– Я через твою опочивальню пройду… – сказал сын. – Не хочется мне видеть этого живоглота…
– Иди…
Чрез несколько минут казачок впустил в комнату именитого гостя московского Василия Шорина, грузного человека с синечугунным лицом, заплывшими умными глазками и синей бородой. Он остановился у порога, усердно помолился на иконы и отвесил хозяину земной поклон.
– Здрав буди, боярин… Как тебя Господь милует?..
– Здравствуй, Василий Иваныч… Что это ты по какой жаpe разгуливаешься?.. И сидеть-то невмоготу… Садись-ка вот сюда в холодок…
– Да что, боярин, приказные замучили… – поклонившись и сев, сказал Шорин. – Как ты слышал, чай на низу на Волге воры мое судно с хлебом казенным пограбили, слуг всех перебили, а ярыжки с ими ушли – все, как полагается. И вот сколько разов ходил я в Казанский дворец [8] узнать, где ж судно-то мое теперь… Его ворам не нужно. И никто не ведает, куды оно делось. Может, можно что чрез твой Посольский Приказ узнать? Ты уж прости, боярин, что по пустым делам тревожу тебя, да что поделаешь? Дело торговое – своего добра жалко… А потом и вопче хотелось бы проврать, как там дела-то у нас идут, а то скоро время караван осенний наряжать, так надо знать, можно ли будет пустить его…
Василий Шорин ворочал в царстве московском огромными по тем временам делами. Со своими малограмотными приказчиками, сидельцами, захребетниками ярыжками и всяким другим наемным людом он вел бойкую торговлю мехами близ Холмогор, – причем немало спускали молодцы иностранцам и мехов поддельных, – и держал рыболовную компанию у Лапландского берега, и торговал с голландцами и англичанами лесом и поташом, и смолой, и дегтем, и мачтами, и льном, и отправлял хлеб на низ, и вез оттуда на своих судах рыбу и соль, а когда начались в Москве злоупотребления с медной монетой, которые потом вызвали страшный бунт народный, то в этом деле оказался замешанным и Василий Шорин, но так как замешаны были в нем и царский тесть Милославский, и дворянин Матюшкин, женатый на родной тетке царя, то все сошло Шорину благополучно. Вообще о ту пору торговля была полна всякого мошенничества. Когда один голландский купец крепко поднадул московских торговых людей, они очень потом упрашивали его вступить с ними в компанию: самый выгодный, самый надежный компаньон! Отчетности правильной не было совсем, и, чтобы обеспечить себя хоть отчасти от художеств со стороны своих служащих, торговцы требовали, чтобы они отчет по делам отдавали им перед образом Спаса Прямое Слово, что, впрочем, нисколько не мешало им нагревать хозяина. Этот своеобразный характер торговли не препятствовал, однако, нисколько заниматься ею не только боярам, но даже и самому царю. Большие торговые операции вели тогда и боярин Морозов, и князь Яков Черкасский, и престарелый князь Дмитрий Мих. Пожарский… Царь торговал даже в розницу, и часто на торгах можно было слышать выкрики торговок:
– А вот масло, вот яблочки спелые, вот холст хороший, вот орехи, вот масло, – царские товары… Жалуйте, милостивцы, на царские товары!.. Дешево продаем…
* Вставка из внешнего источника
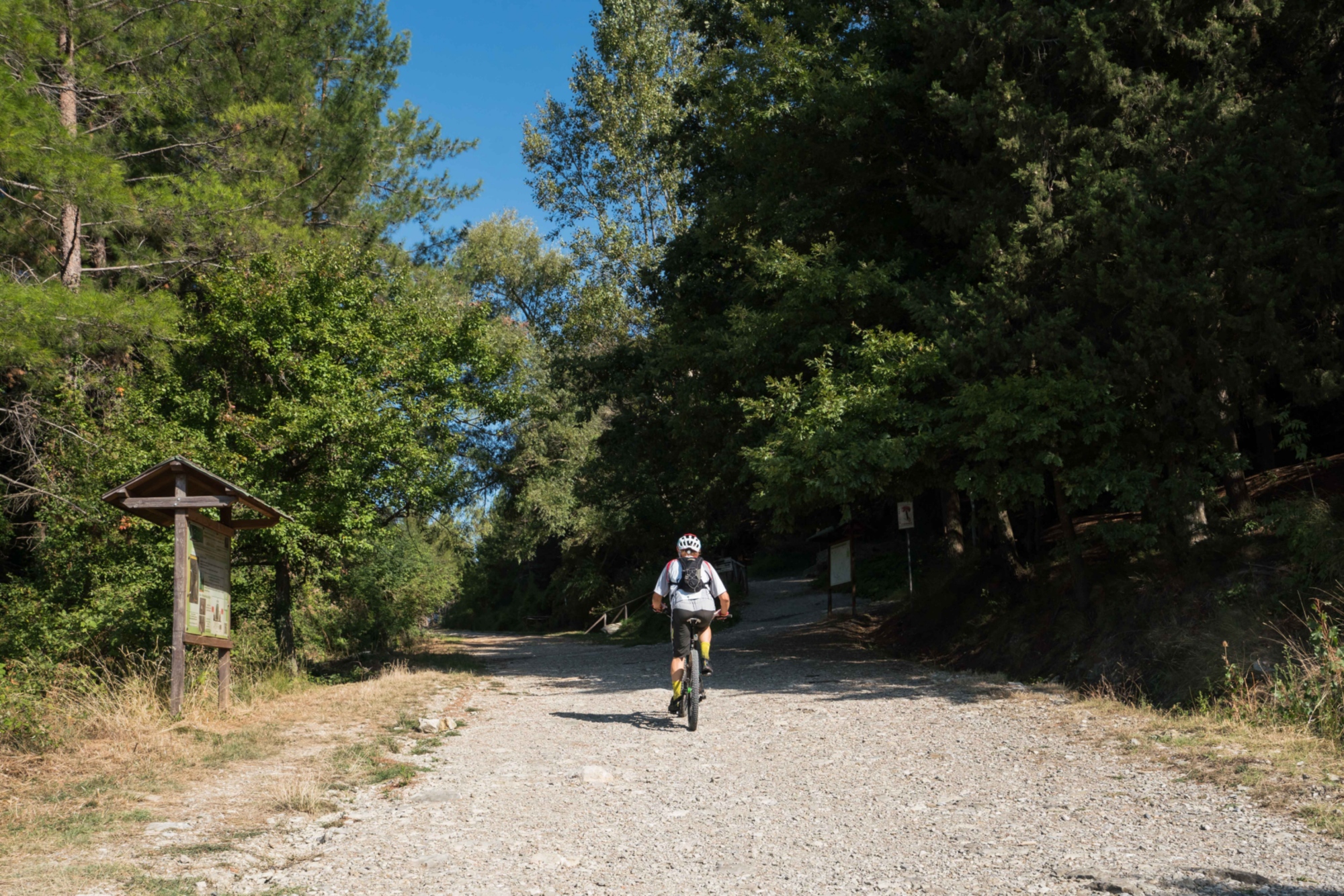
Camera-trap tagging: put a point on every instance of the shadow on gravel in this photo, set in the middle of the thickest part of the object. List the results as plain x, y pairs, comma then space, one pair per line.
1222, 889
646, 721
Царское вмешательство в торговлю чрезвычайно тяготило торговый мир. Целый ряд товаров объявлялся царской монополией: шелк-сырец, мед, меха, ревень, отчасти соль и рыба, всегда икра, в неурожайные годы – хлеб. Меновой торг с инородцами красным товаром и бакалеей постепенно сосредоточился в руках царя. Их лучшие меха доставались только ему. И нарушение этого порядка вызывало великую опалу и даже "кажнение смертью". Если у царя набиралось слишком много мехов или портился большой запас икры, купцы были обязаны забирать все это по казенной оценке и ведать с этим, как они хотят.
Вот этой-то разносторонней царской торговлей и ведали такие "гости", которых немец Кильбургер называл "коммерции советниками Его Величества". Эти коммерции советники не забывали и себя, конечно, при этих операциях под флагом царя, а кроме того часто выхлопатывали себе всякие прибыльные откупы, таможни, кабаки и проч. и потому гостей ненавидели яро не только простые люди, но и торговцы. Крижанич в свое время писал: "Наш словенский народ весь есть такому окаянству подвержен, еже везде на плечах нам сидят немцы, жиды, шоты, цыгане, ормляне и греки и иных народов торговцы, кои кровь из нас изсысают". Шорины стоили иногда шотов, цыган и жидов, вместе взятых, и недаром во всех бунтах имя этого гостя именитого всегда выдвигалось наряду с именами других "кровопивцев".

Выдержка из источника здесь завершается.